To date, the majority of prior research in children has examined differences in hippocampal volume between children with obesity and those with healthy weight ((7, 33)), yet very little is known about hippocampal health in children and adolescents across the weight range. One study of 120 children and adolescents with BMI in the underweight (3% of sample; BMI < 5th percentile), healthy weight (67% of sample; BMI, 5th to 84th percentile), overweight (12% of sample; BMI, 85th to 95th percentile), and obesity (17% of sample, BMI > 95th percentile) categories showed that higher BMI percentile was associated with smaller gray matter volumes in frontal and limbic brain regions, including the hippocampus, parahippocampus, amygdala, cingulate, and cerebellum ((34)).
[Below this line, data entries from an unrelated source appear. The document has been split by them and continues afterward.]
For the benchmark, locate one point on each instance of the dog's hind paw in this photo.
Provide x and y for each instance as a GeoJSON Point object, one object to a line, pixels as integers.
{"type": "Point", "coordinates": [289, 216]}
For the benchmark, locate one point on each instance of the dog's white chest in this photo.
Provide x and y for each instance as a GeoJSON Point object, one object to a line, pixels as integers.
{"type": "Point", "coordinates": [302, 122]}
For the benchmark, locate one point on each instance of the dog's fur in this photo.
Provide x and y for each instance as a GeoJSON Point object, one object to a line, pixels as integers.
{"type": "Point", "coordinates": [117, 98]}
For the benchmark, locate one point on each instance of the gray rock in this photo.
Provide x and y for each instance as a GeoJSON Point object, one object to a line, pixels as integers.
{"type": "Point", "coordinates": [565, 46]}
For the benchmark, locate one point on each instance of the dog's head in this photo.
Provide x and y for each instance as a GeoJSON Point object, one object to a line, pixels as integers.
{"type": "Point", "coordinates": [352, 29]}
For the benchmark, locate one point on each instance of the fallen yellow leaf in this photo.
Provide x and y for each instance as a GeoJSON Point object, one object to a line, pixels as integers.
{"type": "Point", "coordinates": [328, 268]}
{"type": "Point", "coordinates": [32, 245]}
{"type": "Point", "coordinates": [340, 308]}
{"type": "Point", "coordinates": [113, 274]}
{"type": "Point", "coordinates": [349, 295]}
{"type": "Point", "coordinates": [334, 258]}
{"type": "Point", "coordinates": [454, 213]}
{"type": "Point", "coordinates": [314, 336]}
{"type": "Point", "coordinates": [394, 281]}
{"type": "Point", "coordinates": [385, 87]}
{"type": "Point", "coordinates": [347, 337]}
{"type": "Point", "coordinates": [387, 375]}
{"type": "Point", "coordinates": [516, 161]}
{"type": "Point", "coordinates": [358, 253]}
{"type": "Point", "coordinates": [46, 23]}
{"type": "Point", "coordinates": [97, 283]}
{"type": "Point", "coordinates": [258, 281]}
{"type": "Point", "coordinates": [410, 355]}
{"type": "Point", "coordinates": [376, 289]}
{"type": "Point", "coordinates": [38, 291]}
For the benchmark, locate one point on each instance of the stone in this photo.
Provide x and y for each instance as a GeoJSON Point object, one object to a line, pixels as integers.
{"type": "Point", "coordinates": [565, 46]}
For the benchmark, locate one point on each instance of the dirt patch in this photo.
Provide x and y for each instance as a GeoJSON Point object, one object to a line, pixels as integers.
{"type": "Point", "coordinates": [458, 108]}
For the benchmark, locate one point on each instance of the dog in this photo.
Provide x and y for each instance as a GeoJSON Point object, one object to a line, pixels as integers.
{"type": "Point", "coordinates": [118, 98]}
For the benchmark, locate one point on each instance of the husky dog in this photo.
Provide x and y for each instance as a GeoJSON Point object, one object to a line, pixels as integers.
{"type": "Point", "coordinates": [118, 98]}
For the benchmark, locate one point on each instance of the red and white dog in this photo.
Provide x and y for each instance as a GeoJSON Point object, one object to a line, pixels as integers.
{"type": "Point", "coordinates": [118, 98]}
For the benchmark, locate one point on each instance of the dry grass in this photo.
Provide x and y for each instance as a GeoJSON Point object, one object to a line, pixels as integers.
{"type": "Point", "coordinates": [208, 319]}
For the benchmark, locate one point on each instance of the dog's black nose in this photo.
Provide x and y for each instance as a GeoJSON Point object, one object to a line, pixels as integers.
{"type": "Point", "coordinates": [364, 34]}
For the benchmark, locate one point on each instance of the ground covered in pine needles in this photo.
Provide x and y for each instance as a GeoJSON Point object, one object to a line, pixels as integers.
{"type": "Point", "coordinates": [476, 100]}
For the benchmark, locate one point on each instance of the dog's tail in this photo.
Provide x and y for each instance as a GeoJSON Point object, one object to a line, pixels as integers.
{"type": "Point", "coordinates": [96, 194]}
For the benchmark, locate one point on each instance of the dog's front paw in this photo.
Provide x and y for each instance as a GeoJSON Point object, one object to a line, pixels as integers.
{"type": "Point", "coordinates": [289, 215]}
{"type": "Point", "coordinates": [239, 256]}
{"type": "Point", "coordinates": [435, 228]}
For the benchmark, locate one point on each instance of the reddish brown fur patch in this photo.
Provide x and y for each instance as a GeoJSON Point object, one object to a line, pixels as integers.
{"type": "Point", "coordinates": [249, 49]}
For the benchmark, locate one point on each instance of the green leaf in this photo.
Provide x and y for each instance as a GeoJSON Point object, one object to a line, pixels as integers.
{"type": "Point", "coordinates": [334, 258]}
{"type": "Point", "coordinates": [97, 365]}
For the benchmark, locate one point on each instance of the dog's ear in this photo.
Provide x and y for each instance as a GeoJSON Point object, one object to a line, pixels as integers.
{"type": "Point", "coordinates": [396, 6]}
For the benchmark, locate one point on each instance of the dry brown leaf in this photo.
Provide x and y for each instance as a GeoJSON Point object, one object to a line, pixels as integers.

Because of the limited number of studies available thus far, additional research on the effects of weight among youth across the weight range is warranted, particularly during crucial neurodevelopmental periods such as adolescence.
Four studies have examined the association between weight or factors related to obesity and hippocampal structure in adolescents ((8-11)). However, three of the four studies focused their analyses on insulin resistance ((10)), metabolic syndrome ((11)), and type 2 diabetes as well as their effects on the hippocampus ((8)) rather than body weight alone. Although the fourth study focused on the effects of excess weight on the hippocampus ((9)), it included only 52 adolescents, with unequal groups (69% had overweight or obesity relative to 31% with healthy weight). Adolescence is a time of significant brain maturation and reorganization in several regions, including the limbic system (e.g., the hippocampus) ((12, 35)). Indeed, adolescence is associated with higher levels of neurogenesis in the hippocampus, and disruptions of neurogenesis during this critical period could lead to long-lasting changes into adulthood ((12)). Thus, a better understanding of the association between weight and brain development during adolescence is imperative.
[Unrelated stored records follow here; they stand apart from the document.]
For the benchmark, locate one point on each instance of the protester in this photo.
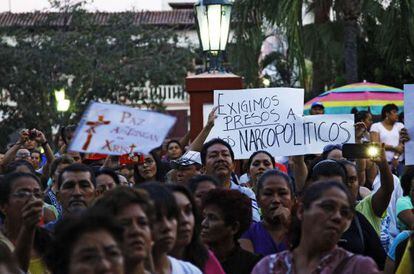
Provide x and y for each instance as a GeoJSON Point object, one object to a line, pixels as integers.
{"type": "Point", "coordinates": [55, 169]}
{"type": "Point", "coordinates": [186, 167]}
{"type": "Point", "coordinates": [200, 185]}
{"type": "Point", "coordinates": [86, 244]}
{"type": "Point", "coordinates": [258, 163]}
{"type": "Point", "coordinates": [391, 264]}
{"type": "Point", "coordinates": [22, 205]}
{"type": "Point", "coordinates": [324, 212]}
{"type": "Point", "coordinates": [134, 211]}
{"type": "Point", "coordinates": [188, 245]}
{"type": "Point", "coordinates": [275, 199]}
{"type": "Point", "coordinates": [360, 237]}
{"type": "Point", "coordinates": [388, 132]}
{"type": "Point", "coordinates": [76, 190]}
{"type": "Point", "coordinates": [404, 208]}
{"type": "Point", "coordinates": [332, 152]}
{"type": "Point", "coordinates": [165, 231]}
{"type": "Point", "coordinates": [174, 150]}
{"type": "Point", "coordinates": [106, 179]}
{"type": "Point", "coordinates": [226, 216]}
{"type": "Point", "coordinates": [149, 170]}
{"type": "Point", "coordinates": [218, 160]}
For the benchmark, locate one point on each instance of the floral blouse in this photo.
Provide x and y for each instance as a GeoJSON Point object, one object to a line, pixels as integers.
{"type": "Point", "coordinates": [282, 263]}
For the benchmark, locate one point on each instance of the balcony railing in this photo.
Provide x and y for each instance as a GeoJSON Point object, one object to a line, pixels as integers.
{"type": "Point", "coordinates": [170, 94]}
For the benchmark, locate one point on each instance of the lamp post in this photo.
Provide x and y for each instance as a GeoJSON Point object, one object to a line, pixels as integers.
{"type": "Point", "coordinates": [62, 103]}
{"type": "Point", "coordinates": [213, 26]}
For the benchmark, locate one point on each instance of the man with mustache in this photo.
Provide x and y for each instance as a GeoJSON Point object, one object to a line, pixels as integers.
{"type": "Point", "coordinates": [218, 161]}
{"type": "Point", "coordinates": [76, 190]}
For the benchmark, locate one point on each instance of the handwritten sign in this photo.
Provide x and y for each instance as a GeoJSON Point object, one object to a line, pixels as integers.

The current study aimed to examine whether differences in hippocampal volume and T2-weighted signal intensity (i.e., alterations in tissue properties) can be seen in a diverse sample of adolescents across the weight range. We hypothesized that a greater standardized BMI (BMIz) score would be negatively associated with total hippocampal volume. In addition, prior research has shown that hippocampal gliosis can lead to increased T2-weighted signal intensity within the hippocampus ((31, 32)). Because obesity-related factors (i.e., high-fat diet) are associated with hippocampal inflammation ((20, 21)), we hypothesized that BMIz would be positively associated with T2-weighted signal intensity in the hippocampus. Based on prior studies showing laterality of findings ((7, 33)), we chose to examine the associations between BMIz and volume and T2-weighted signal intensity in the left and right hippocampi separately.
Methods
Participants
Participants were part of the Pediatric Imaging, Neurocognition, and Genetics (PING) Project. As described previously ((36)), PING participants were recruited through local postings and outreach activities in the greater metropolitan areas of Baltimore, Maryland; Boston, Massachusetts; Honolulu, Hawaii; New Haven, Connecticut; New York, New York; and Los Angeles, Sacramento and San Diego, California. Inclusion criteria for the entire PING sample included being between the ages of 3 and 20 years and fluent in English. Exclusion criteria included neurological disorders, history of head trauma, preterm birth < 36 weeks, diagnosis of an autism spectrum disorder, bipolar disorder, or schizophrenia, mental retardation, pregnancy, prenatal substance exposure with daily illicit drug use by the mother for more than one trimester, and contraindications for magnetic resonance imaging (MRI).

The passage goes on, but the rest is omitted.